TEGUCIGALPA, Honduras : Depuis l'âge de 14 ans, Marlon Escoto vit dans la pestilence de la décharge de Tegucigalpa, au Honduras, où il dispute les ordures aux vautours et ramasse plastique et métal à revendre, sans rien attendre des politiques à quelques jours de la présidentielle de dimanche.
"Tout ce que j'ai, ça vient des ordures... Moi, aucun parti ne m'a aidé", explique cet électeur de 59 ans.
"On a le droit de vote, comme citoyens. Mais, moi, tout ce que j'ai dans ma petite maison, je ne le dois qu'à moi-même", commente Marlon.
Dimanche, les Honduriens sont appelés aux urnes pour choisir leur prochain président parmi 13 candidats.

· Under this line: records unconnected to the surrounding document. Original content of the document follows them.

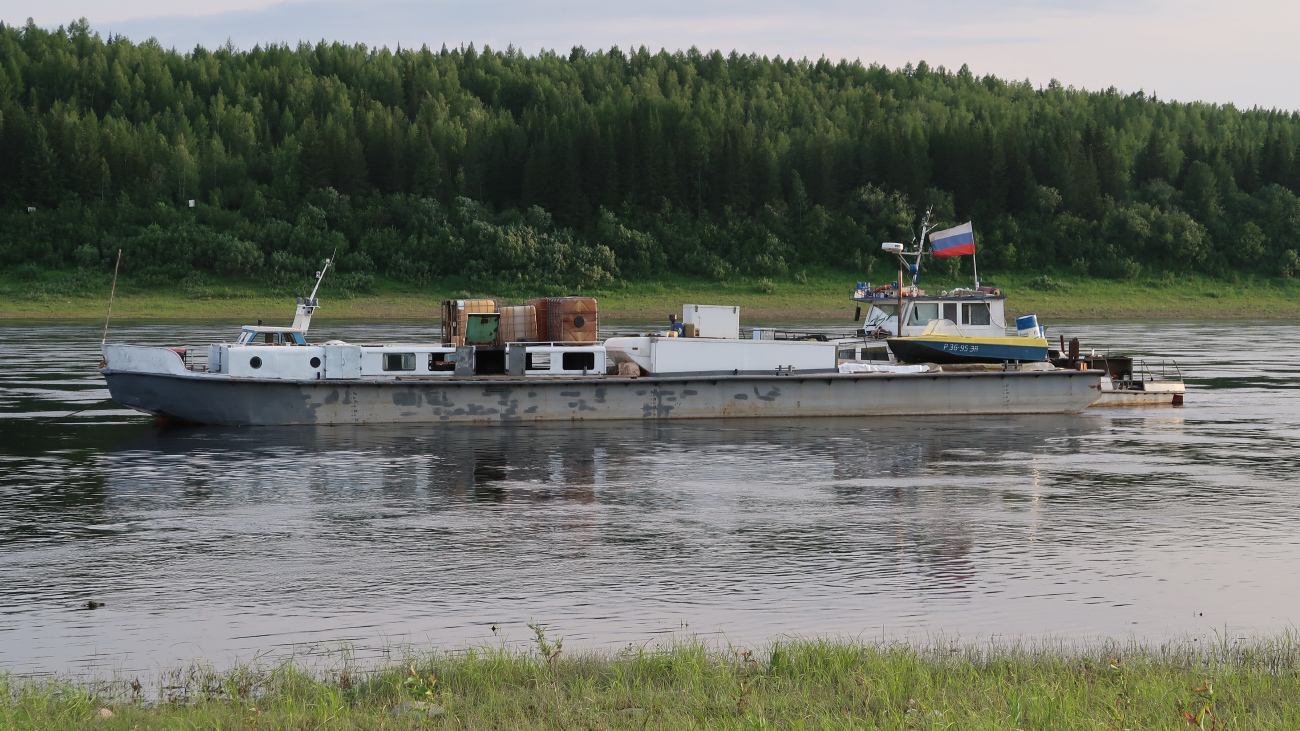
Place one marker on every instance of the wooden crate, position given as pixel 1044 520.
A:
pixel 571 319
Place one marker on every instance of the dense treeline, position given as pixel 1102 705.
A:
pixel 576 171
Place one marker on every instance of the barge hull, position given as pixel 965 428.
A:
pixel 221 399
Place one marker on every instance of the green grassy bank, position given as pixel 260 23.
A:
pixel 820 294
pixel 792 684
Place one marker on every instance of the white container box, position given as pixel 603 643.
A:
pixel 713 320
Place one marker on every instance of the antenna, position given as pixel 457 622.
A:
pixel 111 293
pixel 321 276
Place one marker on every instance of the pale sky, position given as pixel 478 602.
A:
pixel 1242 52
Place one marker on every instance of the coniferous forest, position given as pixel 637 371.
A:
pixel 580 169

Dans les sondages se détachent Nasry Asfura (droite au pouvoir depuis 2010) et Xiomara Castro, à la tête d'une coalition de gauche.
En proie à la violence des gangs, à la corruption, au trafic de drogue, à l'instabilité politique et aux cyclones, le Honduras a plus de la moitié de ses 10 millions d'habitants sous le seuil de pauvreté.

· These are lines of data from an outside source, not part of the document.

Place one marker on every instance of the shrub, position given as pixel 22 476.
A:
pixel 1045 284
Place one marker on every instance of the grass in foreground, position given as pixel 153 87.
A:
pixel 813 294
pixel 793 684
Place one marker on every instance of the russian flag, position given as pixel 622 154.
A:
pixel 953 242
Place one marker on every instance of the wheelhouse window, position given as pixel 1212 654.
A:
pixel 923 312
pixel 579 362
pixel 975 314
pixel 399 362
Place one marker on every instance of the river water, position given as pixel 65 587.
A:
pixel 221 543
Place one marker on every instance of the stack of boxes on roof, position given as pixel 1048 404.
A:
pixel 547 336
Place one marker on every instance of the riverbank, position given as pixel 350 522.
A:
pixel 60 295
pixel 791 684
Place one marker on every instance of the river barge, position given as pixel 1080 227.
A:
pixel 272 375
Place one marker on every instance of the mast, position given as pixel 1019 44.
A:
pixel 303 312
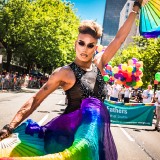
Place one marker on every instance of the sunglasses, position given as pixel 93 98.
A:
pixel 89 45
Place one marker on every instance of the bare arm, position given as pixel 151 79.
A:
pixel 119 39
pixel 32 104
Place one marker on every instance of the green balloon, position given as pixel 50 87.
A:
pixel 133 83
pixel 106 78
pixel 157 76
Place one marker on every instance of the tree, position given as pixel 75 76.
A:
pixel 39 32
pixel 146 50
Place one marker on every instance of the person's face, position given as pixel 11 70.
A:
pixel 85 47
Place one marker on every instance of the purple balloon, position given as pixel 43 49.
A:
pixel 119 66
pixel 134 60
pixel 133 78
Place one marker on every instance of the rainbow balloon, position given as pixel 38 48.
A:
pixel 150 19
pixel 80 135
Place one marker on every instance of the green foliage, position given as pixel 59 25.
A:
pixel 40 32
pixel 146 50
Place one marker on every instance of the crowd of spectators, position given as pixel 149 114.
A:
pixel 15 81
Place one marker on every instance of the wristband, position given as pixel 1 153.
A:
pixel 136 3
pixel 8 128
pixel 135 12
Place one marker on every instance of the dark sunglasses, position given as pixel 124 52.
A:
pixel 89 45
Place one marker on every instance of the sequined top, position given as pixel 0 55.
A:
pixel 88 84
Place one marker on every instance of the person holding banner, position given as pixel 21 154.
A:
pixel 127 94
pixel 148 95
pixel 116 88
pixel 83 84
pixel 157 104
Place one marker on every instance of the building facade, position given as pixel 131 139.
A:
pixel 123 16
pixel 111 20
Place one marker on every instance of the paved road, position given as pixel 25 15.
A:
pixel 133 142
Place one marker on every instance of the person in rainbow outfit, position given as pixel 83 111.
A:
pixel 83 130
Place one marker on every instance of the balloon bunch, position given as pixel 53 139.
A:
pixel 108 75
pixel 129 74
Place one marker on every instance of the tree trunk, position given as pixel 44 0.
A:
pixel 9 57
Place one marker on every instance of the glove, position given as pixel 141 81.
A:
pixel 5 131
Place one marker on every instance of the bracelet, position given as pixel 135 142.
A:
pixel 136 3
pixel 135 12
pixel 8 128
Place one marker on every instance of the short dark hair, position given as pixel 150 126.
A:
pixel 90 27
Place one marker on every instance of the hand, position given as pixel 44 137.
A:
pixel 5 132
pixel 143 2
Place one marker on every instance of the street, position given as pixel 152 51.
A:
pixel 133 142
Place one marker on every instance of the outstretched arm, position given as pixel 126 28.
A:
pixel 120 37
pixel 32 104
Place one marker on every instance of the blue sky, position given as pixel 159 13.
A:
pixel 90 9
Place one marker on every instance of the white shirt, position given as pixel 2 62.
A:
pixel 148 94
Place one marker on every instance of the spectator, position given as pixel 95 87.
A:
pixel 115 91
pixel 157 104
pixel 147 95
pixel 127 95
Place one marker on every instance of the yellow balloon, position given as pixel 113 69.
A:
pixel 139 83
pixel 130 62
pixel 115 69
pixel 129 69
pixel 124 67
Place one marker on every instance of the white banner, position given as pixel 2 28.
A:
pixel 0 59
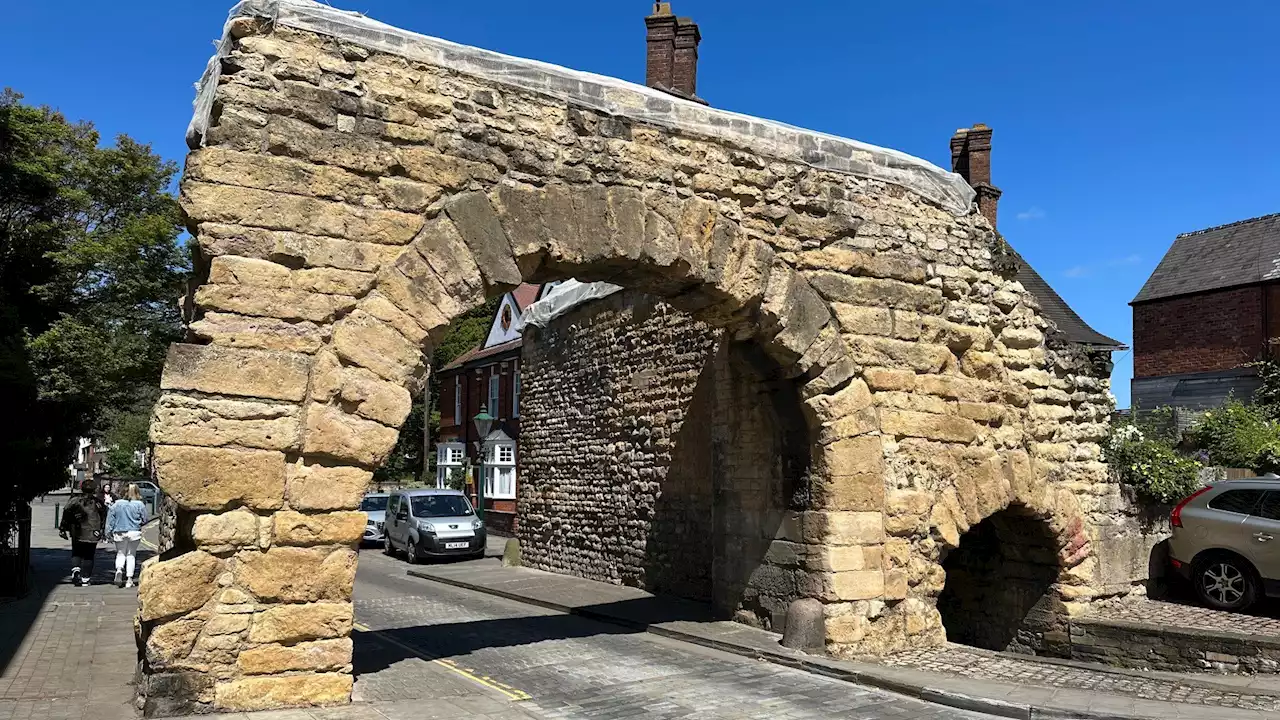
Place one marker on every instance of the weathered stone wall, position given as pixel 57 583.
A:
pixel 350 203
pixel 668 472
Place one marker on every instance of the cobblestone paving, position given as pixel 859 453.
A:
pixel 1180 615
pixel 574 668
pixel 958 660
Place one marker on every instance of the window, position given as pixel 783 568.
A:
pixel 515 392
pixel 493 393
pixel 1242 501
pixel 457 401
pixel 499 472
pixel 1270 506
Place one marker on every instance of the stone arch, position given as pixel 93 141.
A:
pixel 350 200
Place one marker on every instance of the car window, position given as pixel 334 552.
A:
pixel 1242 501
pixel 374 502
pixel 440 506
pixel 1270 507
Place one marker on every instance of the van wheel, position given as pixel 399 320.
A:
pixel 1225 582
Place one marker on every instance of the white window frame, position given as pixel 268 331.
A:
pixel 494 382
pixel 499 472
pixel 448 455
pixel 457 401
pixel 515 392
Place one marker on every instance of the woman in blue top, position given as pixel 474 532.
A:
pixel 124 527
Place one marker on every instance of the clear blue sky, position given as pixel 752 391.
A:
pixel 1116 124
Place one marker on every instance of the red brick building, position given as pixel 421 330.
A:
pixel 1207 310
pixel 487 378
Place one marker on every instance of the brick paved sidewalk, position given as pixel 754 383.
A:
pixel 997 683
pixel 67 652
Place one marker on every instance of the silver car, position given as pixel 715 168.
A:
pixel 1225 541
pixel 433 523
pixel 375 513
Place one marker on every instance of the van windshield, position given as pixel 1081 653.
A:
pixel 440 506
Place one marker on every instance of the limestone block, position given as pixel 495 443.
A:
pixel 856 319
pixel 319 655
pixel 320 487
pixel 296 213
pixel 297 249
pixel 259 333
pixel 946 428
pixel 289 691
pixel 859 584
pixel 213 423
pixel 228 529
pixel 887 379
pixel 206 478
pixel 876 292
pixel 295 574
pixel 295 623
pixel 332 528
pixel 338 434
pixel 365 341
pixel 888 352
pixel 840 527
pixel 178 586
pixel 227 370
pixel 481 231
pixel 273 302
pixel 169 643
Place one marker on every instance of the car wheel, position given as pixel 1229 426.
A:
pixel 1225 582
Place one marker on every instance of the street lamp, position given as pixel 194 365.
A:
pixel 484 423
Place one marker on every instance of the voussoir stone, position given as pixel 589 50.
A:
pixel 229 370
pixel 182 584
pixel 210 478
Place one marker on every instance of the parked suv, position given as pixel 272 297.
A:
pixel 433 523
pixel 1225 541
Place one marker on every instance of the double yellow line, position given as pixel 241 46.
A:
pixel 451 665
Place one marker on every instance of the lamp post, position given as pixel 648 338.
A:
pixel 484 423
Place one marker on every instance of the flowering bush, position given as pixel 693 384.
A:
pixel 1150 464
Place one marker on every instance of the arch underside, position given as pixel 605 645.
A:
pixel 348 204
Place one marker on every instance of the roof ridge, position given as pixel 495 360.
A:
pixel 1229 224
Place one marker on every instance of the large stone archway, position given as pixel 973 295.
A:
pixel 353 187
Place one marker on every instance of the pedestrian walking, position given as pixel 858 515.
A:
pixel 82 520
pixel 124 527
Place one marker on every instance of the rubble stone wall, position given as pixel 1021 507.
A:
pixel 348 204
pixel 668 473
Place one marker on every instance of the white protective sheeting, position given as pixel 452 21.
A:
pixel 598 92
pixel 562 299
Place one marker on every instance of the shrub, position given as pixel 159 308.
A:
pixel 1150 464
pixel 1235 434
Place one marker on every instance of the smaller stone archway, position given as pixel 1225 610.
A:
pixel 1000 583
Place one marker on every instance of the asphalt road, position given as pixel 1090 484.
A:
pixel 464 654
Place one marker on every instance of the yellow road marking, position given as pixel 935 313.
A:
pixel 513 693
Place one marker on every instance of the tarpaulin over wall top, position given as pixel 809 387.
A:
pixel 598 92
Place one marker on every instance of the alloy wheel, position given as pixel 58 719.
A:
pixel 1224 583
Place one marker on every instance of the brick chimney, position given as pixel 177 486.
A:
pixel 672 53
pixel 970 159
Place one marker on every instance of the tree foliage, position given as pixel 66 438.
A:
pixel 91 272
pixel 406 460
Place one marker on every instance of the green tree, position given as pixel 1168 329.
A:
pixel 406 460
pixel 91 272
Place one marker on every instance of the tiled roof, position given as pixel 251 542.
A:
pixel 1230 255
pixel 478 354
pixel 1072 326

Comme Marlon Escoto, une centaine de "recycleurs" fouillent dans les tonnes d'ordures entassées ici, dans la banlieue de Tegucigalpa.
- Dès l'aube, le défilé des bennes -
A peine le soleil pointe-t-il entre les collines environnant la capitale du Honduras, que les bennes à ordures viennent déverser leur contenu dans cette décharge, connue ici sous le nom de "crématoire".
Des centaines de vautours et autres charognards volent au-dessus des tonnes d'ordures et disputent au pied des camions leur butin aux "recycleurs".
Ceux-ci doivent avoir un permis spécial de la municipalité pour pouvoir accéder au "crématoire".
Certains travaillent seuls, d'autres sont organisés en petites coopératives qui vendent ce qui a pu être récupéré.
L'odeur des ordures imprègne les vêtements et saisit les narines.
Sans laisser paraître aucun dégoût, des recycleurs trient, à mains nues et sans masque de protection, des bouteilles de plastique mêlées à des restes de boucherie.
Les chiens, les vaches et les chevaux des "recycleurs" mangent sur les monceaux d'ordures.
"C'est ici que j'ai élevé mes enfants. C'est ici que nous travaillons... J'ai quatre enfants qui travaillent ici" faute de trouver du travail ailleurs, explique Magdalena Cerritos, 72 ans.
- Explosion du chômage -
Selon une étude de l'Université Nationale publiée début 2021, le chômage a presque doublé, principalement à cause de la pandémie de Covid-19 : il est passé de 5,7% en 2019 à 10,9% en 2020, soit 400.000 personnes qui ont perdu leurs revenus.
Magdalena vit de son travail au "crématoire" depuis une quarantaine d'années.
"Moi, je suis Nationaliste (pour le Parti National), je soutiens +Papi+", le surnom affectueux de Nasry Asfura.
Si ce n'est pas lui qui est élu, "que ce soit la volonté de Dieu", mais "moi, je crois que +Papi+ peut y arriver", dit Magdalena, tout en fouillant dans les ordures.
"Ici, ce que nous ramassons ce sont des bouteilles en plastique, du carton, des bouteilles de verre, du papier... ça ne rapporte pas beaucoup", se lamente Marco Antonio Cruz, 69 ans.
Pour venir en aide aux plus déshérites, le gouvernement a distribué au cours des derniers mois des bons de 10.000 lempiras (environ 414 dollars) à 1.800 familles.
Une mesure électoraliste, dénoncent les opposants. En vain, juge l'analyste politique et professeur à l'Université Nationale Eugenio Sosa : "même si le candidat du Parti National (Nasry Asfura) n'est pas une personne qui inspire le rejet, il n'arrive pas à mobiliser les Nationalistes parce que les gens ne veulent pas continuer" avec le parti de droite au pouvoir.
Marlon, de son côté, ne voit pas ce qui pourrait améliorer sa vie, d'autant qu'il n'arrive pas à réunir les 7.000 lempiras (290 dollars) dont il a besoin pour son épouse hospitalisée.